Nice Jazz Fest, une histoire de fidélités
Le Nice Jazz Festival est l'un des plus anciens festivals de jazz au monde. Depuis sa fondation en 1948 — dans les jardins de Cimiez, à l'ombre des oliviers et des ruines romaines — il a accueilli Miles Davis, Ray Charles, Nina Simone, BB King. Une liste qui ressemble moins à une programmation qu'à une généalogie du XXe siècle musical. Avec les années, le festival a évolué, s'est élargi, a intégré la place Masséna dans son dispositif, sans jamais perdre ce rapport charnel au lieu. Nice n'est pas une ville qui accueille les artistes : elle les absorbe, les teinte de lumière et de sel.
Sting s'inscrit dans cette continuité avec une logique presque évidente. Ancien leader de The Police, il a traversé les décennies en refusant de se laisser enfermer dans un seul genre. Du new wave des années 1980 au jazz-rock, du luth élisabéthain aux collaborations avec des musiciens du monde entier, sa trajectoire est celle d'un artiste qui a toujours cherché à déplacer les frontières — exactement le genre de profil que le Nice Jazz Festival a su reconnaître et célébrer tout au long de son histoire.
« La Méditerranée a ceci de particulier qu'elle transforme les concerts en cérémonies. »
Ce que la place Masséna fait à la musique
La scène Masséna n'est pas une salle. C'est un espace de plein air installé sur l'une des places les plus photographiées de France, à deux pas de la Promenade des Anglais et du Vieux-Nice. Ce choix géographique n'est pas anodin : il fait du concert un événement qui appartient autant à la ville qu'au public payant. Les habitants des étages supérieurs, les promeneurs du soir, les terrasses alentour — tous deviennent, le temps d'un set, les témoins involontaires d'un moment qui dépasse le cadre strict du spectacle.
Pour ceux qui voudront être au plus près, la configuration de la Scène Masséna offre une proximité rare avec les artistes. Pas de fosse immense ni de grand stade : ici, la scène parle à quelqu'un, pas à une masse.

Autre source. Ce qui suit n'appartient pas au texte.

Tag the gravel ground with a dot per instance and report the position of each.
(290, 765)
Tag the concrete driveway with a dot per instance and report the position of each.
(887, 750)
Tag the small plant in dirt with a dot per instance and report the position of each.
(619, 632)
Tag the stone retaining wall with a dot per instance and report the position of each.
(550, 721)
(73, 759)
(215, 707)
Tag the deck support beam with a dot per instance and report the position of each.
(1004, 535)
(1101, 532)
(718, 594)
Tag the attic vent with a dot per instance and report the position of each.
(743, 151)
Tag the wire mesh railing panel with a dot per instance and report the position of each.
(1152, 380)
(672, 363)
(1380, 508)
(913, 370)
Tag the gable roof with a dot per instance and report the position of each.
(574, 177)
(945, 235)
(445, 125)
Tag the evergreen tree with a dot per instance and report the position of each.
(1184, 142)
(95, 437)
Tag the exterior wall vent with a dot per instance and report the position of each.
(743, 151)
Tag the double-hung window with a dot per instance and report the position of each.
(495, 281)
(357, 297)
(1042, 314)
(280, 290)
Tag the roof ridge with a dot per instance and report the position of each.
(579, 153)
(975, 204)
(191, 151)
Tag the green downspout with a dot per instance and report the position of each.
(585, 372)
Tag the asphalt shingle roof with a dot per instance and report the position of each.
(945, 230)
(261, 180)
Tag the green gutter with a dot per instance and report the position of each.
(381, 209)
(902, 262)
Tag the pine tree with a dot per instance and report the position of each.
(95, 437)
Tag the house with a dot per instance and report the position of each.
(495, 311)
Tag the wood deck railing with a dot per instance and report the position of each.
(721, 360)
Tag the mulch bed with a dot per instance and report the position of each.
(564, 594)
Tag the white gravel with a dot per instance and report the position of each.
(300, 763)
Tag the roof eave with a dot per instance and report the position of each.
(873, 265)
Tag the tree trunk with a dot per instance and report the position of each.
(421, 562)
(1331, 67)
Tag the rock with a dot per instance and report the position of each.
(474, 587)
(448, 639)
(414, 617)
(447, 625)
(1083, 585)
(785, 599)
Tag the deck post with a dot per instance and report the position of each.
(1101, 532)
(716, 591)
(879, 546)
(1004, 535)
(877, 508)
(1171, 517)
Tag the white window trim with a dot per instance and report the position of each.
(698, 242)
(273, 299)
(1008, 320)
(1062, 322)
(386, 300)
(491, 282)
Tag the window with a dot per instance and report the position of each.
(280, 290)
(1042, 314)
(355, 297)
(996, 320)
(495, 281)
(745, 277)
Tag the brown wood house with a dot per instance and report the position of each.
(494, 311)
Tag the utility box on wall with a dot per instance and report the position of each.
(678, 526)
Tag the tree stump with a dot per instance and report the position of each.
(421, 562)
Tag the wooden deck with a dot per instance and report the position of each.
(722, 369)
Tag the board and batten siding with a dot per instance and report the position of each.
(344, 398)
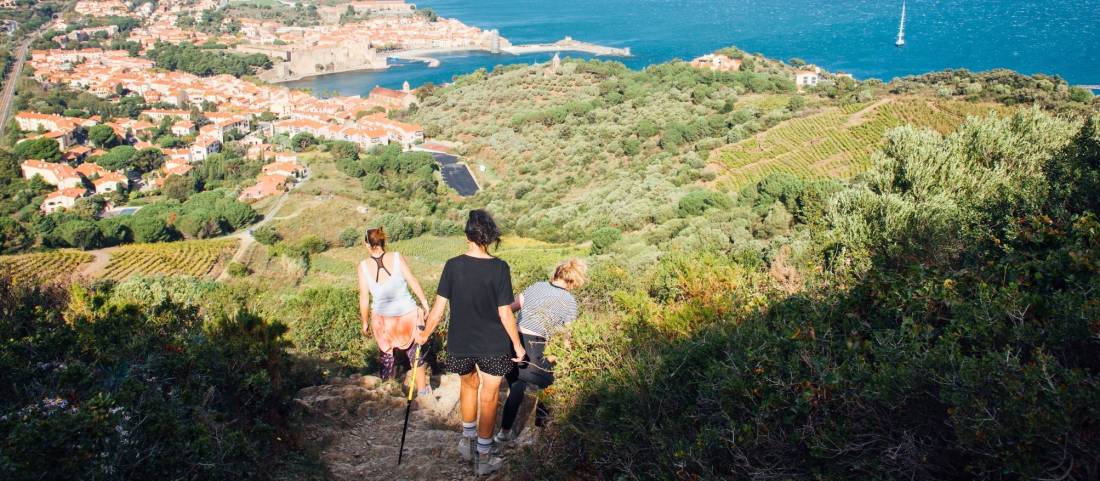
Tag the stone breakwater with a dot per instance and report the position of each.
(307, 66)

Les informations pratiques — tarifs, horaires précis, billetterie — sont à consulter directement sur le site officiel du festival : nicejazzfest.fr. Les éditions précédentes ont régulièrement affiché complet pour les têtes d'affiche ; il est raisonnable de ne pas attendre le mois de juillet pour s'organiser.
Ce soir-là, la place Masséna sera ce qu'elle est au fond depuis toujours : un carrefour. Entre l'Italie et la France, entre le rock et le jazz, entre une ville qui a tout vu et un artiste qui n'a pas fini de surprendre. C'est à Nice, le 23 juillet, et nulle part ailleurs.